Riley R L, Addis D J, Taylor R P
J Immunol. 1980 Jan;124(1):1-7.
The kinetics of dissociation of antibody-radiolabeled dsDNA (homogeneous PM2 DNA or sonicated dsDNA of m.w. 6 x 10(5)) complexes at 37 degrees C have been examined via three independent radioimmunoassays: the Farr, Millipore Filter, and PEG assays. Two different procedures were used to study the kinetics. Either excess unlabeled DNA or high salt concentrations were employed to induce complex dissociation. Our results suggest that typical SLE sera contain at least two distinct populations of anti-dsDNA antibodies. One population is of rather high avidity and dissociates slowly in the presence of excess DNA or high salt. The other population is of considerably lower avidity and is dissociated more rapidly under these conditions. The results of a double label dissociation kinetics study provide independent evidence supporting this hypothesis.

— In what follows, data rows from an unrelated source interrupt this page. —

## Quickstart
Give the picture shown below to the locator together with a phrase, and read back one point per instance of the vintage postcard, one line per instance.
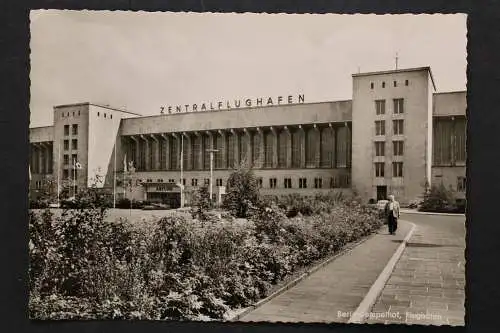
(247, 167)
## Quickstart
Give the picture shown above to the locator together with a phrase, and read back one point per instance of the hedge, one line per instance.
(178, 267)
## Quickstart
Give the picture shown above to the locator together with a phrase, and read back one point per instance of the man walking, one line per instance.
(392, 213)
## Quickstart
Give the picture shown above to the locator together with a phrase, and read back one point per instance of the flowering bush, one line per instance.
(177, 267)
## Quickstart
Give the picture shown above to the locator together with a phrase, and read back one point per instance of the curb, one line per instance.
(373, 294)
(303, 276)
(409, 211)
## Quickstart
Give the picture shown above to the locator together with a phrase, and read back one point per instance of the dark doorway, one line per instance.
(381, 193)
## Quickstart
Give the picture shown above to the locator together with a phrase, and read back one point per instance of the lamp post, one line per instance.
(211, 151)
(181, 183)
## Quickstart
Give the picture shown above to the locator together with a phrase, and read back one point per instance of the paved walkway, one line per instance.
(427, 284)
(333, 292)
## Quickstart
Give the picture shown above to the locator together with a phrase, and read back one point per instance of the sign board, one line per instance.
(234, 104)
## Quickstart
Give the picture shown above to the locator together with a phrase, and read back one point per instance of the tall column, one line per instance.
(155, 148)
(334, 138)
(137, 162)
(166, 163)
(349, 146)
(188, 165)
(175, 160)
(199, 152)
(275, 148)
(147, 153)
(317, 146)
(40, 158)
(452, 142)
(236, 146)
(249, 154)
(223, 149)
(288, 148)
(302, 147)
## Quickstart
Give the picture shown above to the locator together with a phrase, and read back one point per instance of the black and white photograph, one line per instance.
(301, 168)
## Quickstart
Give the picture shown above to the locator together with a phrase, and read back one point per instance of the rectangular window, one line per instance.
(461, 184)
(397, 169)
(344, 181)
(380, 107)
(379, 170)
(398, 148)
(379, 148)
(380, 127)
(398, 105)
(397, 126)
(259, 182)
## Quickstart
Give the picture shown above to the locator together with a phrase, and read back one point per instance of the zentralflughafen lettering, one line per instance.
(234, 104)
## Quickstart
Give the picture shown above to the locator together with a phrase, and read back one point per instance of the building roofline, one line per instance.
(238, 109)
(415, 69)
(37, 127)
(451, 92)
(98, 105)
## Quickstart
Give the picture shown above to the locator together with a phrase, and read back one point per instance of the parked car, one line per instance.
(381, 204)
(155, 206)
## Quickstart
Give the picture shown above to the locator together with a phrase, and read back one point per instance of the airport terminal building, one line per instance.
(395, 135)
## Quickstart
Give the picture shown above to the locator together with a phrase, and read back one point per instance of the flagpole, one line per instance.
(182, 169)
(74, 178)
(114, 180)
(58, 171)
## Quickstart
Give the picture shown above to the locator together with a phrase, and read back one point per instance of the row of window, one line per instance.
(74, 144)
(311, 148)
(74, 129)
(398, 106)
(397, 169)
(394, 83)
(105, 115)
(67, 114)
(397, 148)
(397, 127)
(67, 173)
(340, 182)
(74, 157)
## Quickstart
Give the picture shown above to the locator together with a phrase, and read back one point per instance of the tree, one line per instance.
(242, 191)
(437, 199)
(201, 203)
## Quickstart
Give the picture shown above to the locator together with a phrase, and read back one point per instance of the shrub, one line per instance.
(242, 193)
(439, 199)
(201, 203)
(82, 267)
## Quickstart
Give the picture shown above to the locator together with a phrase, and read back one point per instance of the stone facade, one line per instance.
(298, 148)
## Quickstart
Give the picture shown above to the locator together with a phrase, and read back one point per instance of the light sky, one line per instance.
(142, 61)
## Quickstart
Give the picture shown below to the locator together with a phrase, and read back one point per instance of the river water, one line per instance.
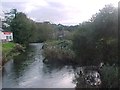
(28, 71)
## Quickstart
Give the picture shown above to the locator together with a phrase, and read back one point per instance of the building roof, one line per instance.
(7, 33)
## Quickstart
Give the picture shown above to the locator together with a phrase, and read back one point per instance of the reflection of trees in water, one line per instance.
(87, 78)
(49, 68)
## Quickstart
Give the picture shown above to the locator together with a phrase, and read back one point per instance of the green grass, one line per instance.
(7, 47)
(7, 51)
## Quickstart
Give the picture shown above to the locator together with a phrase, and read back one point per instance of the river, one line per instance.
(28, 71)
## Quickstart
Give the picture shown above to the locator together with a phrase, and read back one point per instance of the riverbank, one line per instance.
(10, 49)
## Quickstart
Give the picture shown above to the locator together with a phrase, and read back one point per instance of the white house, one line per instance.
(6, 36)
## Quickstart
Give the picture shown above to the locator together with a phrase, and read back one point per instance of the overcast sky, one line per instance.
(67, 12)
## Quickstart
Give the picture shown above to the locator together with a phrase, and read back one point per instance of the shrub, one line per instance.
(59, 51)
(109, 76)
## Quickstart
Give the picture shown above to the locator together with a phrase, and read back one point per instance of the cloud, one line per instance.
(58, 11)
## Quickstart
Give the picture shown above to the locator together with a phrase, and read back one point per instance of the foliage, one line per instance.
(109, 76)
(10, 49)
(96, 40)
(59, 51)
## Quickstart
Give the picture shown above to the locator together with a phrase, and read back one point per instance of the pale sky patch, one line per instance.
(68, 12)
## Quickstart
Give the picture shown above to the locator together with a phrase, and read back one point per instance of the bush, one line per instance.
(109, 76)
(59, 51)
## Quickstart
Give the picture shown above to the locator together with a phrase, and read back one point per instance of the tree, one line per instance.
(21, 27)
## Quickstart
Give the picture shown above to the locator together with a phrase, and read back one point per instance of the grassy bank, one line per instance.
(58, 51)
(10, 49)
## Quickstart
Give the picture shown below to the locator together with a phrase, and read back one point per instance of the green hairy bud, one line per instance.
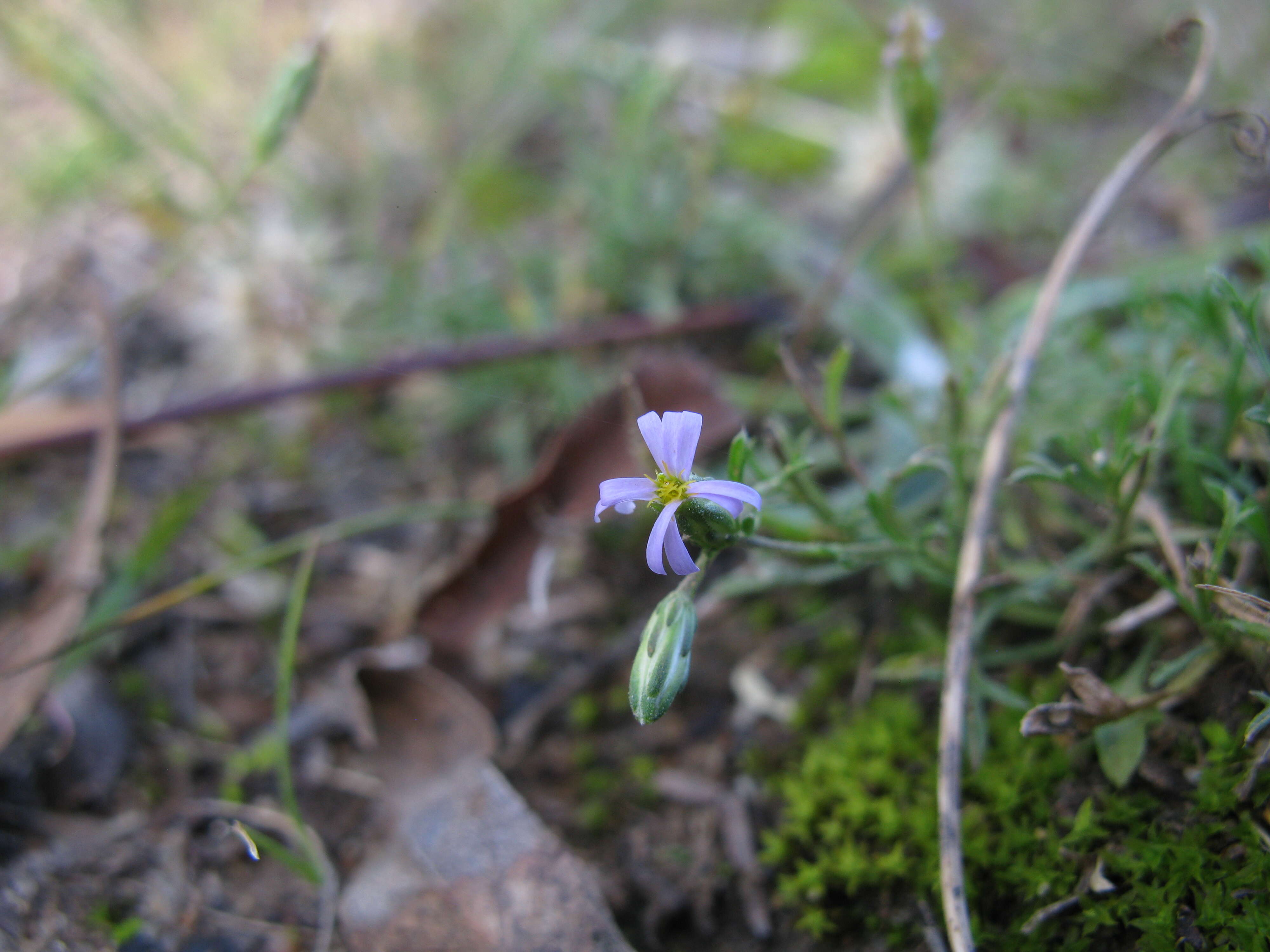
(707, 524)
(661, 666)
(290, 92)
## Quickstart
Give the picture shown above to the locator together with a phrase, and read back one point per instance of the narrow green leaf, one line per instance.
(835, 376)
(1122, 746)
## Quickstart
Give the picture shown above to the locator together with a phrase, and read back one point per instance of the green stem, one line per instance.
(689, 585)
(288, 643)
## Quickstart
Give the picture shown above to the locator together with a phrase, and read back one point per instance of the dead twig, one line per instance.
(632, 329)
(1151, 512)
(1083, 604)
(305, 840)
(1133, 619)
(957, 668)
(60, 606)
(523, 729)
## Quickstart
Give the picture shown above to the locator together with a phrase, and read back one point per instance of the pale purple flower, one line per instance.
(672, 440)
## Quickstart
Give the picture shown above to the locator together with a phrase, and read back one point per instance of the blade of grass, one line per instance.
(266, 555)
(993, 468)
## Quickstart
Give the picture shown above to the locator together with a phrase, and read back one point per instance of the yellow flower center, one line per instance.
(670, 489)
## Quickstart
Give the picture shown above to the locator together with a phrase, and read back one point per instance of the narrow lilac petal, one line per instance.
(625, 491)
(670, 459)
(678, 554)
(727, 488)
(651, 427)
(653, 553)
(690, 432)
(732, 506)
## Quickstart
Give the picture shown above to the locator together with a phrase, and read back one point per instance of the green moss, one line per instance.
(770, 154)
(858, 842)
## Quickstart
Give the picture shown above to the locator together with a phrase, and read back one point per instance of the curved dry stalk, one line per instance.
(957, 666)
(62, 604)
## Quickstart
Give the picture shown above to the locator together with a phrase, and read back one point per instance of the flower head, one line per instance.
(672, 440)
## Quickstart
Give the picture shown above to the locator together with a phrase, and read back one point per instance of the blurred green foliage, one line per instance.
(859, 837)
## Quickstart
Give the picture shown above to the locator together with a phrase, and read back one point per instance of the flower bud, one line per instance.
(661, 666)
(918, 93)
(293, 86)
(707, 524)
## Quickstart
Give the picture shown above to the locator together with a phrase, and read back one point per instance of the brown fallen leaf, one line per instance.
(467, 864)
(1098, 697)
(566, 486)
(1098, 705)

通过三种独立的放射免疫测定法(即法尔氏法、微孔滤膜法和聚乙二醇法)研究了抗体 - 放射性标记双链DNA(均一的PM2 DNA或分子量为6×10⁵的超声处理双链DNA)复合物在37℃下的解离动力学。采用了两种不同的程序来研究动力学。要么使用过量未标记的DNA,要么使用高盐浓度来诱导复合物解离。我们的结果表明,典型的系统性红斑狼疮血清中至少含有两种不同类型的抗双链DNA抗体。一类抗体亲和力相当高,在存在过量DNA或高盐的情况下解离缓慢。另一类抗体亲和力则低得多,在这些条件下解离更快。双标记解离动力学研究的结果提供了支持这一假设的独立证据。